There are a few ways to obtain logs of a checkstop.

nvram

From either the OS or Skiroot, run this as root/sudo after the machine has force-rebooted following the checkstop (but before rebooting again):

nvram --unzip lnx,oops-log

If you're lucky, it will return a log of the most recent checkstop. If you instead get nvram: ERROR: can't decompress text: inflate() returned -3, then the log in NVRAM is corrupted for some reason, and you'll need to try a different approach.

opal-prd

Before the checkstop occurs, run the following from the OS (this is for Debian; most other distros package it as well; see your distro's documentation for details):

sudo apt install opal-prd

Once installed, if you're lucky, any subsequent checkstops should show up in journalctl output.

Client Console

While the checkstop occurs, be connected to the BMC Client Console from another machine.
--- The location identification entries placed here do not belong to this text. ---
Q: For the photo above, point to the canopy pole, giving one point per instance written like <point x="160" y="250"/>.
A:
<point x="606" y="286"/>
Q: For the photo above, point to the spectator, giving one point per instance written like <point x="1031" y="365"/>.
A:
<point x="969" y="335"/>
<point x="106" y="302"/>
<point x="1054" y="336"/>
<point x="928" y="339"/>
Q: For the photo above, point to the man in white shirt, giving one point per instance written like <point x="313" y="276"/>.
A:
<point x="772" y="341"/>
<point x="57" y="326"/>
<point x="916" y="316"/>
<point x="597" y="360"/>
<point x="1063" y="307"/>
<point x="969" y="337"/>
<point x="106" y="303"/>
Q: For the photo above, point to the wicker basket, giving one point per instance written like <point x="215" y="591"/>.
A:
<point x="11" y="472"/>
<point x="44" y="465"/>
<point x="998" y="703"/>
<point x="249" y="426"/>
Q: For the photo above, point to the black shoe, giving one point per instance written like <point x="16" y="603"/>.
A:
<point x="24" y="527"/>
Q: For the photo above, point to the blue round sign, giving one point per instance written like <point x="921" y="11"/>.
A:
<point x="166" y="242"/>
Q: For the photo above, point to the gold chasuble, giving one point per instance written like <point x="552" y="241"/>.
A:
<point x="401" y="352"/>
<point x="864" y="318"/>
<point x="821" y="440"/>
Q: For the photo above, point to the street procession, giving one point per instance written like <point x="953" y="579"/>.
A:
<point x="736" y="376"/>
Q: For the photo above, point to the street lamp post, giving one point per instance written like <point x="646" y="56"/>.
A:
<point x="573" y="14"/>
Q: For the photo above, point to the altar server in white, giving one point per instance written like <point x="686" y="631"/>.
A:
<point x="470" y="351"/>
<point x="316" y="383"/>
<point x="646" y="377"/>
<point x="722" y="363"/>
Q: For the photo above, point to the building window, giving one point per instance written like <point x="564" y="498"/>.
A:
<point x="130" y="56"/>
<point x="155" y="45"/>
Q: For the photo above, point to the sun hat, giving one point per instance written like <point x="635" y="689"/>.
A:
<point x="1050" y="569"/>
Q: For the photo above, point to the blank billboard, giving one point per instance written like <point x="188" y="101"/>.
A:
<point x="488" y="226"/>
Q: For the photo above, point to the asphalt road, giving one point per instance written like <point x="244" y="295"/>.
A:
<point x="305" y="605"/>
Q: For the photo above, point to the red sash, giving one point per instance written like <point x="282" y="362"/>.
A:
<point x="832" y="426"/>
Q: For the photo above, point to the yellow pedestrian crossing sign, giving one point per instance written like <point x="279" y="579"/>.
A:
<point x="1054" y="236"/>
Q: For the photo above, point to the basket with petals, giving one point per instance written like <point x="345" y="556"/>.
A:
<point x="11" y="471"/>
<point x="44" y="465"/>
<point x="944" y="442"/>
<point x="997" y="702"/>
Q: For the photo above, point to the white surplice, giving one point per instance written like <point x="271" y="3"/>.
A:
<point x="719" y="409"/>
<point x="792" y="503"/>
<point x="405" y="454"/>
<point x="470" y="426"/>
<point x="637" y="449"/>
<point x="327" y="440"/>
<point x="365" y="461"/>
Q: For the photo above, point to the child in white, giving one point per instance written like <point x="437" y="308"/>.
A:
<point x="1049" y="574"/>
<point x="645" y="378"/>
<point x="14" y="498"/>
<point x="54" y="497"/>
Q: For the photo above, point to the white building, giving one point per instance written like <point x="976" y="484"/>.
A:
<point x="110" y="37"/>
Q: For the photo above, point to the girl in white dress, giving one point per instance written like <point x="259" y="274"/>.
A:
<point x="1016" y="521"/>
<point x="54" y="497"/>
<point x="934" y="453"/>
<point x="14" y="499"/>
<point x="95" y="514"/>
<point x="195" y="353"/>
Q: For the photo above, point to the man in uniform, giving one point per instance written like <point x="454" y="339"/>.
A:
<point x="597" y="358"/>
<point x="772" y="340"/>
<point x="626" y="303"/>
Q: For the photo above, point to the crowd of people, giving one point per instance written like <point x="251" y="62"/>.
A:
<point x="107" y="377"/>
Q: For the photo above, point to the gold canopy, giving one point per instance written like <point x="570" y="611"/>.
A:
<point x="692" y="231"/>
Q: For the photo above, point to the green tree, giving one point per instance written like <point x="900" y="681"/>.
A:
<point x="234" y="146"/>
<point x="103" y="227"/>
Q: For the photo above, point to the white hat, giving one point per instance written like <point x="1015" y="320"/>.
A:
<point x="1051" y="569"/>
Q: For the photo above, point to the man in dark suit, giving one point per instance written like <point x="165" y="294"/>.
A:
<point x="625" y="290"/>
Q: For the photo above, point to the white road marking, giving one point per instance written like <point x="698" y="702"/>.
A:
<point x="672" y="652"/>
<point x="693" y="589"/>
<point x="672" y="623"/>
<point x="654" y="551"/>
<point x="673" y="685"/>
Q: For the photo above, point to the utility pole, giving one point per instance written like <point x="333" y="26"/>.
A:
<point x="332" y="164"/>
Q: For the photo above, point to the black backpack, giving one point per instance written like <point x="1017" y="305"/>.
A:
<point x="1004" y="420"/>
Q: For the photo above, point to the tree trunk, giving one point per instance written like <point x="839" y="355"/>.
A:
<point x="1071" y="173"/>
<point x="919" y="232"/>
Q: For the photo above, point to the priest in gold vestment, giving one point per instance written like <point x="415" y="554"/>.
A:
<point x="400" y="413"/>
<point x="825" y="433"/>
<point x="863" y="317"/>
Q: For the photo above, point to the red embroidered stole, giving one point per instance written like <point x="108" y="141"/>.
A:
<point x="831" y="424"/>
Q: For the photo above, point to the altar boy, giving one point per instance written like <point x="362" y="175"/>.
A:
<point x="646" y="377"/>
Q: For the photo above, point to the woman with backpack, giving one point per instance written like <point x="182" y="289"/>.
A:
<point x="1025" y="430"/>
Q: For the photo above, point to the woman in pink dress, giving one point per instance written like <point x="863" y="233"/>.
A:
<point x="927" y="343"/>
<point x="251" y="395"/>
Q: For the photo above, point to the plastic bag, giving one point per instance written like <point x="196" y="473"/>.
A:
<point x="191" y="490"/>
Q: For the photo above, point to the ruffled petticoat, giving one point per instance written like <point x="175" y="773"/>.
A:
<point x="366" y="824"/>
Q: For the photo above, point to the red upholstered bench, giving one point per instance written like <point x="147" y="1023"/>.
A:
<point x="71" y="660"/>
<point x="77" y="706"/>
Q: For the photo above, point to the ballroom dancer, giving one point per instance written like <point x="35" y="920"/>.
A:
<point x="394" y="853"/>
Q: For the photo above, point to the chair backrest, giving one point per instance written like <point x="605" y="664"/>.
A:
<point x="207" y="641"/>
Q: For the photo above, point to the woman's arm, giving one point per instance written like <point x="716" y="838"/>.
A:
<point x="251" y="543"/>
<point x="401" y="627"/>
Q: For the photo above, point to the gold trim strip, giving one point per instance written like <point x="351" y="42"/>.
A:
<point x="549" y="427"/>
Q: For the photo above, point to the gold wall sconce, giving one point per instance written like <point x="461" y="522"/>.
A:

During the subsequent forced reboot, Hostboot will print a log of the checkstop.

Known Checkstop Issues

(NCUFIR[11]) NCU no response to snooped TLBIE

This is a firmware bug that was already fixed by IBM PNOR v2.18. According to Hostboot issue 220, the fix was in HCODE commit 9eb379569ffc1ae192aaa82bba43b25a051633b4 ("CME: big core workaround for field TLBIE xstop", committed 2021 March 23). Unfortunately that fix has not yet been merged to Raptor's HCODE repository.